He said the elbow injury he had recovered from had become niggly during the latter stages of the Super Rugby season and while he could have played it hindered his training.

 

"It was one of those things I needed to get done at some stage and that was the time to get it done," he said.

 

Starting with David Havili inside him at second five-eighths is yet another mid-field partnership being tried this season, but the two had been mates since playing New Zealand Under-20 together.

 

"I've been super-impressed with him as a player. I've always thought he's been unlucky. He's a quality player and it's awesome to see him in this environment now. Last week he was one of the standout players for me. He really proved that he deserves to be here. I'm looking forward to going out there and partnering up with him," he said.

 

Savea said it was refreshing to be playing again after battling with his knee and he had been guilty of trying to rush his return, and it was a case of believing in the process.

 


He said he had found passion in the little things around the game: training again, and running around with his teammates.

 

It didn't matter that he would be playing on the openside flank, he said, the big thing was pulling on the All Blacks' jersey again.

 

"I'm just grateful to be named in the team and to run out, I'm stoked," he said.

 

The Fijians were fine athletes and physical competitors and had come firing at the All Blacks in the first Test.
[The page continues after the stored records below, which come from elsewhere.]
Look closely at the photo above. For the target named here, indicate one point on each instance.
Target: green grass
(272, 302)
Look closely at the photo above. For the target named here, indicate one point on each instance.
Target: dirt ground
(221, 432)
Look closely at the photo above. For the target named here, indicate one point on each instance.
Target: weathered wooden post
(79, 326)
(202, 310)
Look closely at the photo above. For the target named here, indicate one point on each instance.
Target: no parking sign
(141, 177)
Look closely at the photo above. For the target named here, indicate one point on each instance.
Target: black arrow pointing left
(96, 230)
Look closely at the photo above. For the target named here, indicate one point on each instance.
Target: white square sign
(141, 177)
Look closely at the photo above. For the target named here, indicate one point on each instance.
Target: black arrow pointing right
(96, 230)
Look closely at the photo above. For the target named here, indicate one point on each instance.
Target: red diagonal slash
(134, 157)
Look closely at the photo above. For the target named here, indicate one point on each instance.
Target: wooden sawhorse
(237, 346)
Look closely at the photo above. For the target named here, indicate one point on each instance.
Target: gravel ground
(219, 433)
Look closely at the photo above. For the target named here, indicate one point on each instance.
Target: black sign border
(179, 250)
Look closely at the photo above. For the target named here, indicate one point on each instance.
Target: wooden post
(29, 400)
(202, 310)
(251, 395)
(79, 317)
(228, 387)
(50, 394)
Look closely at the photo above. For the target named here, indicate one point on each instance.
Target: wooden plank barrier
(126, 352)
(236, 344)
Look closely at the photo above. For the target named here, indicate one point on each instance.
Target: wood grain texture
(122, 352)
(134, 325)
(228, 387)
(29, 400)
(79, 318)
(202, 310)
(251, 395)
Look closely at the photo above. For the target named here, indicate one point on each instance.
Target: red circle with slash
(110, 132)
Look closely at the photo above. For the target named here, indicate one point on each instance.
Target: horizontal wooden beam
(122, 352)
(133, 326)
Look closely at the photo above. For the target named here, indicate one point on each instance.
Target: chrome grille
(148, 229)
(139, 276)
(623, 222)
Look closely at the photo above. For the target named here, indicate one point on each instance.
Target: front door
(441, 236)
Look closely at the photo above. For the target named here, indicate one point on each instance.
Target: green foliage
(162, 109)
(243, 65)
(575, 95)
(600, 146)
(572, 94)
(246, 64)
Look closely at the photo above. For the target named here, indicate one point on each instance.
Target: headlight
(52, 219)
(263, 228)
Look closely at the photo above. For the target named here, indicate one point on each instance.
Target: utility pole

Savea said that was good for the All Blacks because they were also a physical team.

 

"We want to go out and stamp our mark as well. Pretty much their whole team is powerful and strong, but I back my boys too, and our boys are powerful too. It should be a good Test match," he said.

 

 

The quality Fiji had at the breakdown was all 15 of their players knew how to jackal and go over the ball. They got extremely low and were strong.

 

"For us, it's about the ball carriers doing their job there and our cleaners being in there and not giving the opportunity to be over the ball. If we can stop them from getting penalties or turnovers then it will help our game on the attack side," he said.

 

Savea said it was special being involved in playing the Pacific sides and seeing Manu Samoa playing the Maori All Blacks.

 

"What I take most out of the games is when we connect afterwards and see the lads changing jerseys and sharing a bit of kava after the game. I'm fond of the island nations and brothers and uplifting them. I know deep down if those teams are firing our game as a whole in the world becomes a spectacle and a lot more people want to watch that," he said.